Hartnett: I spent way too much time, really, boxing for this. I didn’t need to, and I knew that I wasn’t going to need to. I knew it was only going to be one scene in the film. But, Ellroy makes a direct correlation between the way that Bucky acts as a fighter and the way that he acts in his life. He’s Mr. Ice in both, and the way that he takes apart an opponent is very similar to the way he takes apart the case. So, for me, when I got into the ring, I felt I was starting to really understand the character, so I spent seven months boxing, five days a week, four hours a day, like they were training me to actually have a fight. And then, I would run for an hour, every day. It was intense. My trainers were really into it. They were killing me. The first day of training, or maybe the first few days, they put me in the ring to try and spar, to just show me that it wasn’t going to be a cake walk. I think I made it less than a round before I was just passing out. You start to hyper-ventilate and you don’t know how to keep your cool and you don’t know how to start to pick apart your opponent. You don’t know how to defend yourself. By the end of it, I was going seven rounds with 30-second intervals for time off, which is equivalent in a normal bout of going a full 10-round fight, so I was tip-top. It all helped me understand the character because it was all about being able to take my time and pick my opponent apart and act decisively at the right moments, but not until then. Bucky’s a boxer, not a fighter, and that just gave me direct insight into the character.

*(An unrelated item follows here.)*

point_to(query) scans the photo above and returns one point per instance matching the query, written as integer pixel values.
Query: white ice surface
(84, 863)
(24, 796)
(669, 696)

Question: DID YOU GET ANY BOXING ADVICE FROM HILARY SWANK?

Hartnett: [Laughs] No. Apparently, somebody said somewhere that she challenged me to a fight [laughs], but I wouldn’t take her up on it. She looked pretty good in ‘Million Dollar Baby.’

Question: WHAT WAS IT LIKE TO KISS BOTH HILARY SWANK AND SCARLETT JOHANSSON?

Hartnett: They’re both very good kissers. It was part of a day’s work. Tough day at the office.

Question: WAS THERE SOME PHYSICAL CONTACT DURING THAT FIGHT SCENE?

Hartnett: Oh, we ended up accidentally hitting each other a couple times. Aaron got me, at that point, twice and that was a pain in the ass. I wanted to get him back. But, we survived it.